Quand le cinéma dépasse le binaire

Une contribution de Marc Gauchée, essayiste, aux 25es Controverses européennes à Bergerac

La recette à suivre est à la fois ancienne et rodée. Commençons par le décor : la prédilection pour les oppositions binaires qui est, comme le note l’historien britannique Sudhir Hazareesingh, l’une des caractéristiques de la vie intellectuelle en France1. Ajoutons le goût de la querelle, puisque le journaliste québécois Louis-Bernard Robitaille reconnaît à la France une véritable culture de guerre civile : « La France se divise toujours et spontanément en deux camps adverses de dimensions comparables »2. Éloignons-nous ensuite de la réalité agricole pour cause de vie urbaine. Continuons, depuis Descartes, à faire primer l’idée sur l’expérience. Il ne reste plus qu’à tremper le tout dans une sauce imaginaire et nous obtenons une belle vision binaire à forte tendance antagoniste…

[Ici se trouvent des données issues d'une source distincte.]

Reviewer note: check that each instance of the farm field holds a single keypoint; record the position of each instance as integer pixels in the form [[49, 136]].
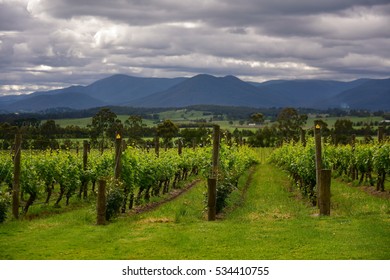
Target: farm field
[[184, 116], [266, 219]]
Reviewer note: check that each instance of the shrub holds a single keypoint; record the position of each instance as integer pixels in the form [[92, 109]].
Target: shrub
[[5, 203]]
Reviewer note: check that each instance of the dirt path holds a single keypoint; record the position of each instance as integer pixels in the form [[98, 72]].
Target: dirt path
[[172, 195]]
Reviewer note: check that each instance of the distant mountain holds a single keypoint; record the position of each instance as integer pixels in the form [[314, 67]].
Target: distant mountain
[[370, 95], [39, 102], [306, 93], [122, 90], [207, 89]]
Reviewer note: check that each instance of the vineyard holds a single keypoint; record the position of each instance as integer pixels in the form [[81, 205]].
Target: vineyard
[[367, 163]]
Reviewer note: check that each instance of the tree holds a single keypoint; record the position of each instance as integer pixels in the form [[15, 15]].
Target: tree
[[167, 130], [290, 123], [257, 118], [343, 130], [134, 127]]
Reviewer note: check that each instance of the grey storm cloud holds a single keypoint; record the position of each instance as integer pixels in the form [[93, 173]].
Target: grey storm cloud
[[52, 43]]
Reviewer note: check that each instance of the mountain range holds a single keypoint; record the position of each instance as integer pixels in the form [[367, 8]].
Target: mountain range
[[202, 89]]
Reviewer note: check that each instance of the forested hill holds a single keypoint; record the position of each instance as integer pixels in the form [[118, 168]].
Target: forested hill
[[123, 90]]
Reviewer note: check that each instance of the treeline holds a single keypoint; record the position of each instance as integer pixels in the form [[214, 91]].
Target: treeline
[[287, 125], [231, 112]]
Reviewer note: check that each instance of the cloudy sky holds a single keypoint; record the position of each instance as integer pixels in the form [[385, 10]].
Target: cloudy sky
[[48, 44]]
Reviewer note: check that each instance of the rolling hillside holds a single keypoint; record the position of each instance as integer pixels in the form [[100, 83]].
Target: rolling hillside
[[122, 90]]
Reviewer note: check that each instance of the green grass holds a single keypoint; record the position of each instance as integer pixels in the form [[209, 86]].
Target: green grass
[[272, 222]]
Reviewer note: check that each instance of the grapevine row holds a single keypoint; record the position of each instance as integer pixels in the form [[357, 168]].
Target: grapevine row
[[59, 175], [368, 162]]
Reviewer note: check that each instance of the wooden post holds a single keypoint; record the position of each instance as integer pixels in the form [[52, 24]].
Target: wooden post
[[303, 137], [381, 133], [179, 147], [157, 146], [353, 167], [216, 138], [101, 203], [324, 201], [212, 181], [317, 139], [16, 179], [118, 153], [85, 166], [212, 198]]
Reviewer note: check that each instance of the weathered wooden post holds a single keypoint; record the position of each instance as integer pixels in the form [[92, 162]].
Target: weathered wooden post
[[381, 133], [212, 181], [118, 153], [157, 146], [324, 201], [180, 147], [303, 137], [318, 155], [16, 179], [353, 167], [101, 203], [85, 166]]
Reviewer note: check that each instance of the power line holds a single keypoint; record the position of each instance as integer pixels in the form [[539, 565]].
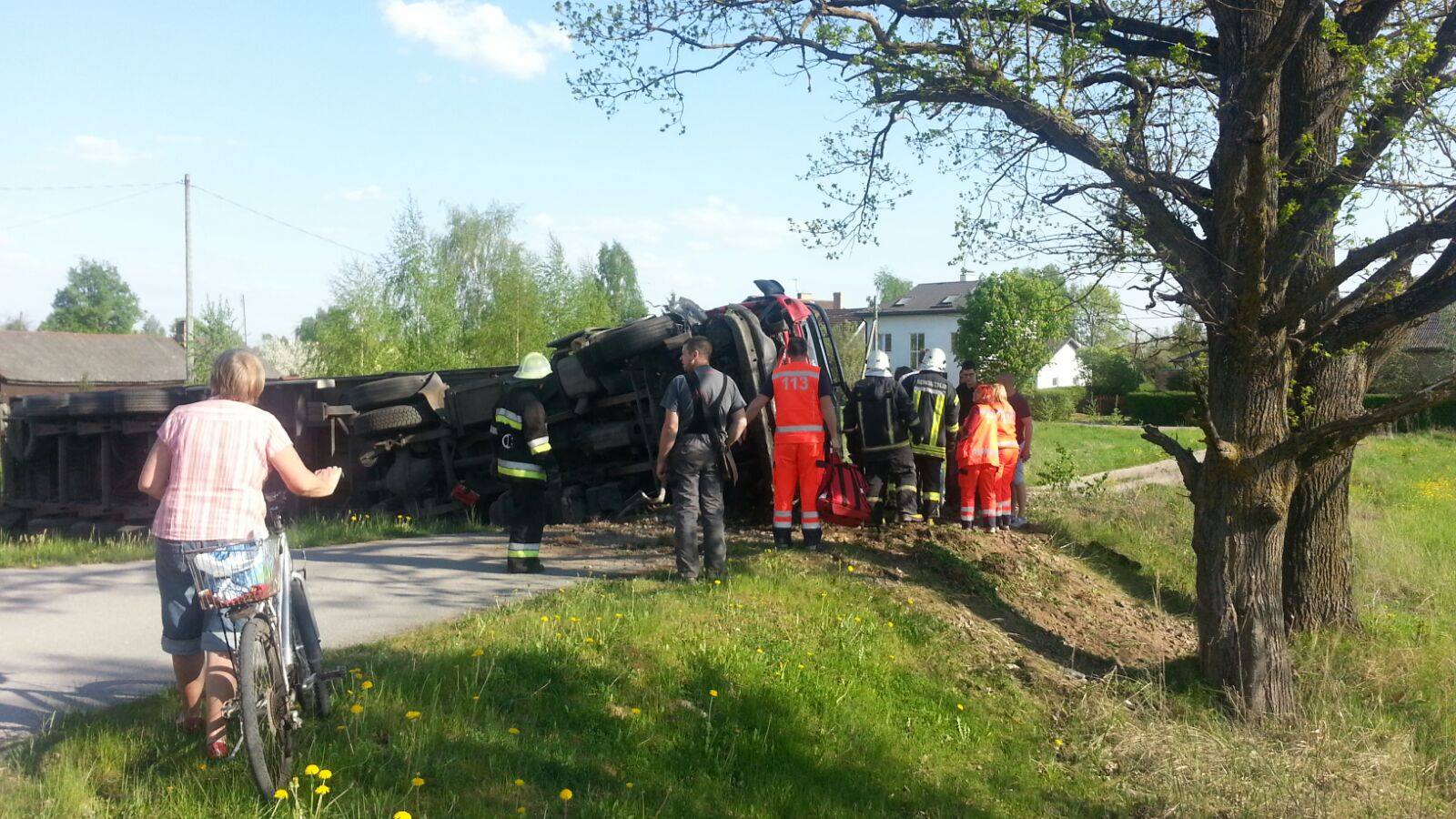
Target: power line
[[196, 187], [85, 208], [85, 187]]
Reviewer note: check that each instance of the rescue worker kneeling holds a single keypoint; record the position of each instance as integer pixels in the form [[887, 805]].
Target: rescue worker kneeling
[[523, 460], [881, 417], [803, 407], [935, 405]]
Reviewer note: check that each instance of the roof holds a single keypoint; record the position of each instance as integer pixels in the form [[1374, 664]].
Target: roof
[[98, 359], [929, 298], [1436, 334]]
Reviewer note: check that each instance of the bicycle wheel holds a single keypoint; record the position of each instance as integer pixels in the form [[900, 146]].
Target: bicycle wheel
[[262, 694], [310, 653]]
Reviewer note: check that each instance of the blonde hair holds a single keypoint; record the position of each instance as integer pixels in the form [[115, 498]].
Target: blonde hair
[[238, 375]]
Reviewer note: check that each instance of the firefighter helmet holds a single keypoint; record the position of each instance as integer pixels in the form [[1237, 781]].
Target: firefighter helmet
[[878, 365], [934, 360], [533, 368]]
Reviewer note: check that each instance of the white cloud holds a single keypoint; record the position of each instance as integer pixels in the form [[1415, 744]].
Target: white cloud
[[366, 194], [106, 152], [478, 34]]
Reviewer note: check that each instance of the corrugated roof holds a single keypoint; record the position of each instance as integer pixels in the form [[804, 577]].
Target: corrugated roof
[[932, 296], [98, 359]]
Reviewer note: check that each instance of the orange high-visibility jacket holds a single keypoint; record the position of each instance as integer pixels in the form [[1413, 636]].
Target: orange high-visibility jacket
[[1005, 424], [797, 413], [982, 440]]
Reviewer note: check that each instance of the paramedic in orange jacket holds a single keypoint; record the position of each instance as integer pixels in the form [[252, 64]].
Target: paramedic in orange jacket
[[803, 407], [1009, 453], [977, 457]]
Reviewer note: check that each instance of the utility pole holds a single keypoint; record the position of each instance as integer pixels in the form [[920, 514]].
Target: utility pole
[[187, 239]]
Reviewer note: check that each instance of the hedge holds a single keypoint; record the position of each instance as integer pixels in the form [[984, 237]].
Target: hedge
[[1177, 409], [1056, 404]]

Sage femme de Martin Provost, long métrage sorti en 2017, donnait des clés pour sortir de cet « état de chocs » comme le porte le titre de ces 25es Controverses européennes. Ce film raconte ainsi la rencontre de deux femmes que tout oppose et qui vont quand même réussir à construire une relation malgré leur antagonisme binaire initial.

D’un côté, il y a Claire (Catherine Frot), mère célibataire d’un grand garçon qui vient de quitter la maison et surtout sage-femme de son métier. Martin Provost dit d’elle que « c’est une femme engagée qui vit pour les autres »3. Et Catherine Frot ne dément pas : « [Claire] a mis sa vie entre parenthèses pour mieux se consacrer aux autres avec une bonté et un dévouement incroyables »4. De l’autre côté, il y a Béatrice (Catherine Deneuve), ex-maîtresse du père de Claire et qui mène une vie de patachon. Le film raconte leur rencontre et leur transformation au contact de l’autre.

Alors Sage femme ne serait qu’une nouvelle version de cette rencontre qui commencerait comme la fable de La Fontaine La cigale et la fourmi et se terminerait comme Bienvenue chez les ch’tis de Dany Boon ? Une égoïste croise une altruiste et il en sort une synthèse plus humaine et plus sympathique ? Il est plus intéressant de voir ce film comme l’apprentissage de la nécessité du rapport aux autres et comme une critique de ce qui fonde la société néolibérale.

Claire par sa stricte abnégation et Béatrice par son égoïsme permanent croient finalement pouvoir se passer des autres pour construire leur propre vie : Claire aide mais ne demande jamais rien, Béatrice prend mais ne donne jamais rien. Elles croient qu’il est possible de vivre sans attache. Elles sont bien dans l’air du temps qui fait de l’autosuffisance et de l’autonomie un idéal moral et qui peint la dépendance envers les autres comme une faiblesse ou une vulnérabilité. L’originalité est de montrer que cette idéologie de l’autosuffisance est tellement répandue qu’elle peut s’exprimer quel que soit son mode de relation aux autres : dans l’indifférence aux autres, ce qui est prévisible, comme dans le don aux autres, ce qui est beaucoup plus original.

Et le film de Martin Provost raconte comment ces deux femmes vont passer de la dépendance perçue négativement, car assimilée à un manque, à la dépendance comme un lien. Comme l’écrit la philosophe américaine Judith Butler : « Si je dois mener une vie bonne, ce sera une vie vécue avec d’autres, une vie qui ne peut pas être une vie sans les autres ; je ne perdrais pas ce que je suis : celui que je suis sera transformé par mes connexions avec les autres, car ma dépendance à l’égard d’autrui et le fait que d’autres dépendent de moi sont nécessaires pour vivre et pour vivre bien »5. Le dénouement de Sage femme n’est donc pas une synthèse de comédie entre la cigale et la fourmi ou entre la société et les mondes agricoles, c’est un nouveau rapport aux autres, une nouvelle façon de vivre qui commence.